From: Jason Gunthorpe <jgg@nvidia.com>
To: Pratyush Yadav <ptyadav@amazon.de>
Cc: Changyuan Lyu <changyuanl@google.com>,
linux-kernel@vger.kernel.org, graf@amazon.com,
akpm@linux-foundation.org, luto@kernel.org,
anthony.yznaga@oracle.com, arnd@arndb.de, ashish.kalra@amd.com,
benh@kernel.crashing.org, bp@alien8.de, catalin.marinas@arm.com,
dave.hansen@linux.intel.com, dwmw2@infradead.org,
ebiederm@xmission.com, mingo@redhat.com, jgowans@amazon.com,
corbet@lwn.net, krzk@kernel.org, rppt@kernel.org,
mark.rutland@arm.com, pbonzini@redhat.com,
pasha.tatashin@soleen.com, hpa@zytor.com, peterz@infradead.org,
robh+dt@kernel.org, robh@kernel.org, saravanak@google.com,
skinsburskii@linux.microsoft.com, rostedt@goodmis.org,
tglx@linutronix.de, thomas.lendacky@amd.com,
usama.arif@bytedance.com, will@kernel.org,
devicetree@vger.kernel.org, kexec@lists.infradead.org,
linux-arm-kernel@lists.infradead.org, linux-doc@vger.kernel.org,
linux-mm@kvack.org, x86@kernel.org
Subject: Re: [PATCH v5 09/16] kexec: enable KHO support for memory preservation
Date: Thu, 3 Apr 2025 13:10:01 -0300 [thread overview]

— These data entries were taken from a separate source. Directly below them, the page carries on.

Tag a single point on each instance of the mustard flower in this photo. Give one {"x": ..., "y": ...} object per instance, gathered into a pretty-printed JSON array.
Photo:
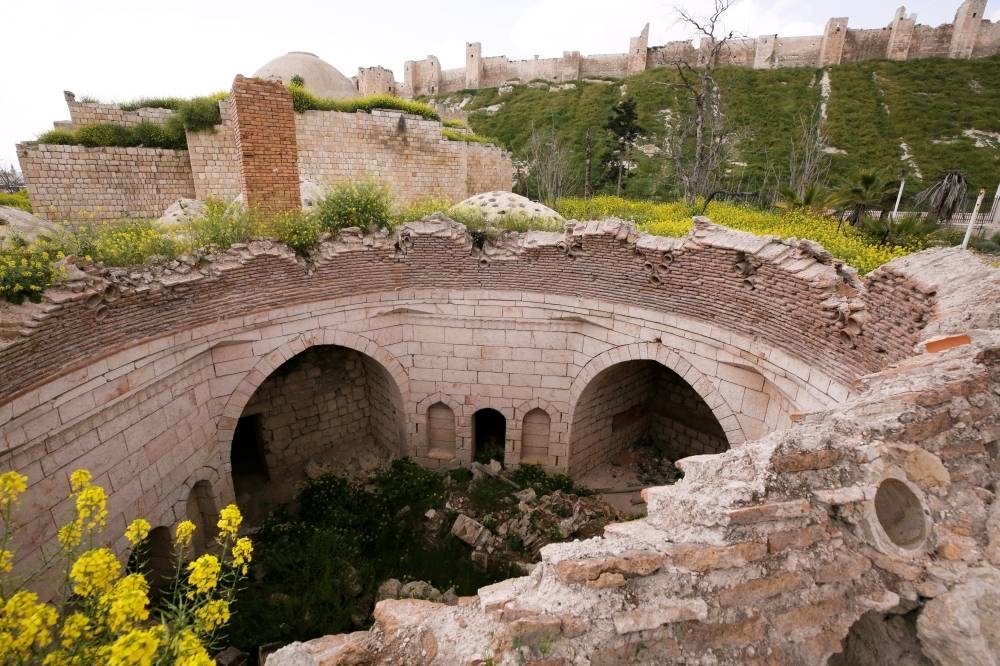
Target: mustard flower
[
  {"x": 211, "y": 616},
  {"x": 203, "y": 574},
  {"x": 94, "y": 572},
  {"x": 242, "y": 552},
  {"x": 12, "y": 485},
  {"x": 136, "y": 648},
  {"x": 229, "y": 521},
  {"x": 185, "y": 530},
  {"x": 137, "y": 531}
]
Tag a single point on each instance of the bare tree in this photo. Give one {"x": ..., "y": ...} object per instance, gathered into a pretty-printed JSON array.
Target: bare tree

Message-ID: <20250403161001.GG342109@nvidia.com> (raw)
In-Reply-To: <mafs01pu9qm6r.fsf@amazon.de>
On Thu, Apr 03, 2025 at 03:50:04PM +0000, Pratyush Yadav wrote:
> The patch currently has a limitation where it does not free any of the
> empty tables after a unpreserve operation. But Changyuan's patch also
> doesn't do it so at least it is not any worse off.
We do we even have unpreserve? Just discard the entire KHO operation
in a bulk.
> When working on this patch, I realized that kho_mem_deserialize() is
> currently _very_ slow. It takes over 2 seconds to make memblock
> reservations for 48 GiB of 0-order pages. I suppose this can later be
> optimized by teaching memblock_free_all() to skip preserved pages
> instead of making memblock reservations.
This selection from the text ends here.